You’ve Asked For a Budget and Didn’t Get an Answer – Now What?

The hardest element to verify before truly considering your lead qualified is the budget. We’ve gone over the four basic principles of a qualified lead before. To recap, your lead is not qualified unless you can provide sound details on these four criteria:

  • Budget – does your prospect have enough in their budget to pay for your goods or services?
  • Authority – do you know who is ultimately making the decision to cut a check?
  • Need – does your good or service align with the needs your prospect has?
  • Timing – at what point in time is your prospect ready to make a purchasing decision?

The acronym BANT is a good way to remember these criteria. It’s important to note that you do not have a qualified lead unless you can provide details on each criterion of BANT.

The Budget Song and Dance

Authority, need, and timing are relatively simple questions to get straight answers to. But everyone, from vendor to prospect, freezes up when it comes to the budget discussion. We’ve given some helpful tips on how to ask for a budget and get an answer before and this article will shed more light on the most difficult of qualifying activities.

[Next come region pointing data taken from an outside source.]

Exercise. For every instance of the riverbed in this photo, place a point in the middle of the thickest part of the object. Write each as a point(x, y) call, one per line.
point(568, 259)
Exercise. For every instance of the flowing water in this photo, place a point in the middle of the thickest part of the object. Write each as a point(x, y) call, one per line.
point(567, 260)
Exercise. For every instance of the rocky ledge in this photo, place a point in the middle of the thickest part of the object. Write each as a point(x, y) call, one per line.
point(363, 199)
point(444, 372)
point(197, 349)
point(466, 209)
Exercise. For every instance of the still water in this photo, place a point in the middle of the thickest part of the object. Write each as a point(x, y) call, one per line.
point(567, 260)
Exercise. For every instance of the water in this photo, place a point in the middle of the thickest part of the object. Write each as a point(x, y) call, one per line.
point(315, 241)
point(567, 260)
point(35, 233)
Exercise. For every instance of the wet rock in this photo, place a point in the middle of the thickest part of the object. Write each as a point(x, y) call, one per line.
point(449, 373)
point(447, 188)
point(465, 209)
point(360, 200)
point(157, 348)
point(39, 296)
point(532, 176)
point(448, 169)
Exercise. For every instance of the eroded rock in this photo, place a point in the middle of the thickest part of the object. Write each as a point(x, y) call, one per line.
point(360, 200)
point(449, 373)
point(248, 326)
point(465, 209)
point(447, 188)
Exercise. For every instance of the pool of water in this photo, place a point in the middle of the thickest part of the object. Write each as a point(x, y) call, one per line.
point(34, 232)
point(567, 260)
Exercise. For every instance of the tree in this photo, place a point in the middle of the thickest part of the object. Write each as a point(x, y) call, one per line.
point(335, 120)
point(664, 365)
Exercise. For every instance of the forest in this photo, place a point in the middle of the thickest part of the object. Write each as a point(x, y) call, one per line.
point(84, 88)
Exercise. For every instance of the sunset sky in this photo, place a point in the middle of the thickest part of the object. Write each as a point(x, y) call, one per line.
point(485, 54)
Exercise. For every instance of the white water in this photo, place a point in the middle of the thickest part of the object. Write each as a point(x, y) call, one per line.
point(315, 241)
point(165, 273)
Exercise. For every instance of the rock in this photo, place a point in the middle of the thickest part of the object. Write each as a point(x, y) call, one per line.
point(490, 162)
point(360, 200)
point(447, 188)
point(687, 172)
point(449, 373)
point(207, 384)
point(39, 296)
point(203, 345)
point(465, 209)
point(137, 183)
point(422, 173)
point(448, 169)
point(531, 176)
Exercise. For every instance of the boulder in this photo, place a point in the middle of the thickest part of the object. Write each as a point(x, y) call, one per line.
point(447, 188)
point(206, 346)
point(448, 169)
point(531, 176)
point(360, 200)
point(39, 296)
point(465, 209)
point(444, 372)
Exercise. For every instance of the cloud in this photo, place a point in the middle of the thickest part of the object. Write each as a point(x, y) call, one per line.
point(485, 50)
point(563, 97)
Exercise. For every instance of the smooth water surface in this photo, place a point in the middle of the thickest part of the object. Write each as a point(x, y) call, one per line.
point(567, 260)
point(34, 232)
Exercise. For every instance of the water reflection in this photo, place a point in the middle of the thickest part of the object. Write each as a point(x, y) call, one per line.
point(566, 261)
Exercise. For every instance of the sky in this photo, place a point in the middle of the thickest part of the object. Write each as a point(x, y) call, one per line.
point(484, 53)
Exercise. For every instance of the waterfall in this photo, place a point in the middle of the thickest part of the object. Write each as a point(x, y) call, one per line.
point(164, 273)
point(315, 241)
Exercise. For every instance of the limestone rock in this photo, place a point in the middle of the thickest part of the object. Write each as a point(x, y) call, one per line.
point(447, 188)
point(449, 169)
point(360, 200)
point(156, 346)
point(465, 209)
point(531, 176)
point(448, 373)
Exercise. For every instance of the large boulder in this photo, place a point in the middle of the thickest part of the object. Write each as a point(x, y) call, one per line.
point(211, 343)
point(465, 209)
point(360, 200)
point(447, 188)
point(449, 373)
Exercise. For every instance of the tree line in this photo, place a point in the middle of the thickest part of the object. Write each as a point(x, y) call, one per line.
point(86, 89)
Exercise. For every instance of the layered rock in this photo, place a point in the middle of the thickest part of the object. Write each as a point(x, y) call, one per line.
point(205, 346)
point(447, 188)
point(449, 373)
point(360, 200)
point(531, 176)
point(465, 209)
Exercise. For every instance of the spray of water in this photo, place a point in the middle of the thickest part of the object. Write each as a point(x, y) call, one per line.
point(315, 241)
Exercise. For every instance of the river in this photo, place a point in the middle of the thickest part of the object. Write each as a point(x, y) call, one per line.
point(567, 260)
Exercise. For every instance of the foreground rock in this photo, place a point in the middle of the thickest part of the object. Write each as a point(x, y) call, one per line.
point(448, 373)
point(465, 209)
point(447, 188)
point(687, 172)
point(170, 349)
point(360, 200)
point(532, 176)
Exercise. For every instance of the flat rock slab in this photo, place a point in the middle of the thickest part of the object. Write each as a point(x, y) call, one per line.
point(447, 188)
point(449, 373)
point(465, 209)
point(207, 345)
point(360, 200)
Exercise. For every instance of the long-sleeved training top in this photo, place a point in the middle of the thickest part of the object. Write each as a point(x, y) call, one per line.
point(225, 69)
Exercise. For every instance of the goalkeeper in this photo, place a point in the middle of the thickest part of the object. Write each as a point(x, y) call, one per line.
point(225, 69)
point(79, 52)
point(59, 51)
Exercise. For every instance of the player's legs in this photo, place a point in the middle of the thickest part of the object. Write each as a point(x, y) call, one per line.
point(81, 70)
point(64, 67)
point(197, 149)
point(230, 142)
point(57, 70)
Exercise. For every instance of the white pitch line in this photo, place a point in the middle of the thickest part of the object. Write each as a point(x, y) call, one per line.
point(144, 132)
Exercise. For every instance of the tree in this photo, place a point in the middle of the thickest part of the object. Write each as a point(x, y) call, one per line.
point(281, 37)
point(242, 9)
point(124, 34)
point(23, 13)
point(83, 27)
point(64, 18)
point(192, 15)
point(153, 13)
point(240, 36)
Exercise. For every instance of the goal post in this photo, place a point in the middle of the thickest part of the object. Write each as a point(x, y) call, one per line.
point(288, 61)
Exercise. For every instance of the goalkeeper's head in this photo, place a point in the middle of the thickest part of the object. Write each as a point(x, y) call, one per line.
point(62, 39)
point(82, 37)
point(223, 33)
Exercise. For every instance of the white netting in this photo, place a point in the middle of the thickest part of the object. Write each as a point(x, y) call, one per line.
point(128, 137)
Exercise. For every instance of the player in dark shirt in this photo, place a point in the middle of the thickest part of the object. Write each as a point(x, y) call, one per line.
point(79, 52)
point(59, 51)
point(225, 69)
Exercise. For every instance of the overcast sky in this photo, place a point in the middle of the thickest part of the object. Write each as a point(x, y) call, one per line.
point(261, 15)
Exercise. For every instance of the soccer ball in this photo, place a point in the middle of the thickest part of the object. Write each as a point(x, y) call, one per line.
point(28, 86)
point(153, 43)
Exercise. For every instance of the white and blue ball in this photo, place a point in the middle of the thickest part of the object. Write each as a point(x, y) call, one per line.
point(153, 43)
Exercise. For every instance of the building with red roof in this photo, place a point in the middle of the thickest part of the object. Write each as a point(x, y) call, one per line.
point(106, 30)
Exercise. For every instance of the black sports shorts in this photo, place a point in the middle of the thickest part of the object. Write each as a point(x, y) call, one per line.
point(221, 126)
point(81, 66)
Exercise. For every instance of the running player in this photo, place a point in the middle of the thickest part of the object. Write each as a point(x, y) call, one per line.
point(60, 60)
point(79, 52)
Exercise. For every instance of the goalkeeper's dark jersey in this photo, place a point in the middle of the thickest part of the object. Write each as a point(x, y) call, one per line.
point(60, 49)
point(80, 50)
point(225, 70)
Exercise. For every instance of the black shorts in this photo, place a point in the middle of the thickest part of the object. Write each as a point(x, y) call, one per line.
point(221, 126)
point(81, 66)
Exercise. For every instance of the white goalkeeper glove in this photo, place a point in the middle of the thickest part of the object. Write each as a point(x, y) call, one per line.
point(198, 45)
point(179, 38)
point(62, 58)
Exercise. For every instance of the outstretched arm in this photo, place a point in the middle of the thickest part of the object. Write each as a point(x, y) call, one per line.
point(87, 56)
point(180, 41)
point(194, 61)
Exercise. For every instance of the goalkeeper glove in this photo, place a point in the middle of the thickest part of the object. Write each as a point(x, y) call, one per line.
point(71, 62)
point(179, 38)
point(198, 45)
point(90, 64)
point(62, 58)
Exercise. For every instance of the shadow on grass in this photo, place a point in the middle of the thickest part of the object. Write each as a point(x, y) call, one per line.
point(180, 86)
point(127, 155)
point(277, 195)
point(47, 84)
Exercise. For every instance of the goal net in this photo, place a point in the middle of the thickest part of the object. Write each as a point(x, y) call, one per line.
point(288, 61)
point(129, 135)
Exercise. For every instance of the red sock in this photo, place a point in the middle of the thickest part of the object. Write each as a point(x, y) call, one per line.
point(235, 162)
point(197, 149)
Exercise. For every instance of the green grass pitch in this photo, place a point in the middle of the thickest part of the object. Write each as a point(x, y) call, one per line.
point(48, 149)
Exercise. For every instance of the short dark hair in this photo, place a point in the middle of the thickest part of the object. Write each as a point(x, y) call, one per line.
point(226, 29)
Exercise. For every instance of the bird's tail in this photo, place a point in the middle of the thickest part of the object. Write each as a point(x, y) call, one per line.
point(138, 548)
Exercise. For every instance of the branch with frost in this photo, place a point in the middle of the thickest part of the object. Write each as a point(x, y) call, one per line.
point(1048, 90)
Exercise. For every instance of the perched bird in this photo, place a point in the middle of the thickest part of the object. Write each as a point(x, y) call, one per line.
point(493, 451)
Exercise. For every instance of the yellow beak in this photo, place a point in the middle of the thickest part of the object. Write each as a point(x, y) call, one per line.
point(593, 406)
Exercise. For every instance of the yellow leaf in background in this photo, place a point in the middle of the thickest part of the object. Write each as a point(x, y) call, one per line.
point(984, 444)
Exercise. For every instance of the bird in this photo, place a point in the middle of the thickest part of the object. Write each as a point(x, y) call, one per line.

Let’s face it. No one likes to talk about money. You don’t want to ask the question as the vendor and if you’re the one being sold to, you don’t really want to provide an answer. After all, whose business is it what your budget is? That’s a fine approach to take when buying a car, but B2B business providers often don’t have a handy price sheet leaving a wide chasm between real value and perceived value. Your job, as a salesperson, is to narrow that gap and ensure that real value and perceived value are perfectly aligned.

You Asked For a Budget and Didn’t Get An Answer

Now the fun part. You did your job and honestly asked for the budget that your prospect is working with. And you get one of these two stock answers:

  1. “I don’t know what our budget is” or
  2. “We don’t have a budget”

Let’s dissect this.

If you get stock answer #1 and assuming your prospect is telling the truth, then go back to the authority criteria of your qualification metrics. You’re not talking to the right person. Your job is now to navigate to the person who would have information on the budget. You can ask simple questions like “well let me help you figure that out. Is there someone else on your team we can invite to our next conversation who may be able to shed some light on your budget?” No one likes to be out-of-the-know. Ask this question and you’ll likely get them to concede and provide a name of a person who should be at that next meeting. There’s your authority. It’s important not to make your contact feel small over the course of this dialog. However, it’s incredibly important to your success that you have conversations with the person who is making the decisions. Walk this tightrope tactfully.

If you get stock answer #2, your prospect is probably not telling the truth. That doesn’t make them a liar, but they’re playing the game. They certainly do have a budget or, assuming for a moment they don’t, they most certainly have an understanding of what the upper limit to what they will feasibly pay is. This one is a bit trickier to navigate because your prospect, rightfully, doesn’t want you to provide them with a pricing schedule that is based on what their budget is. They want you to provide the best good or service at the best possible price, regardless of their budget. That seems fair, right?

Unfortunately, and especially with complex service offerings, it’s not quite that simple. But you can still navigate this to get an answer to ensure that you have a fully qualified lead.

Ask For Patience or Transparency

A great tactic that has worked well in my career is to follow up the song and dance with a very simple, very powerful statement: patience or transparency. It will go something like this.

I understand that you may not want to provide your budget, so I’m going to ask for one of two things: either your patience or your transparency.

If you don’t want to provide your budget, I’ll go back to the office and my team will assemble the “kitchen sink” of service offerings. We’ll throw everything at you that we think you need, put together a budget, and you may get sticker shock from it. But we’ll work together to whittle it down to the services you need for the budget you have. That will take time, so I ask for your patience.

Or you can be transparent with me and I can work with my team to put together the absolute best slate of services for the budget you have and the process will be much quicker.

Here’s why this is a powerful tactic. You’re giving your prospect options. They feel in control and either option here is good for both you and your prospect. If they choose patience, you’ve prepared them for the likely outcome of getting a eshakkhorl back that is large in size and scope but that you’ll work together to get it inside of their budget parameters. You’ve defused the likely scenario of your prospect having sticker shock and simply not returning your calls or emails.

Or, at this point, they may open up and provide you with the budget because they realize the true benefits of working together to solve your first problem collaboratively.

These techniques take time to master, but you can certainly employ them starting today. Step one is overcoming anxiety around the budget question and learn how to build trust with your prospect. If you mutually trust each other, you can expect a free flow of information back-and-forth that will help you overcome any hurdles with your prospect that you may have now or in the future.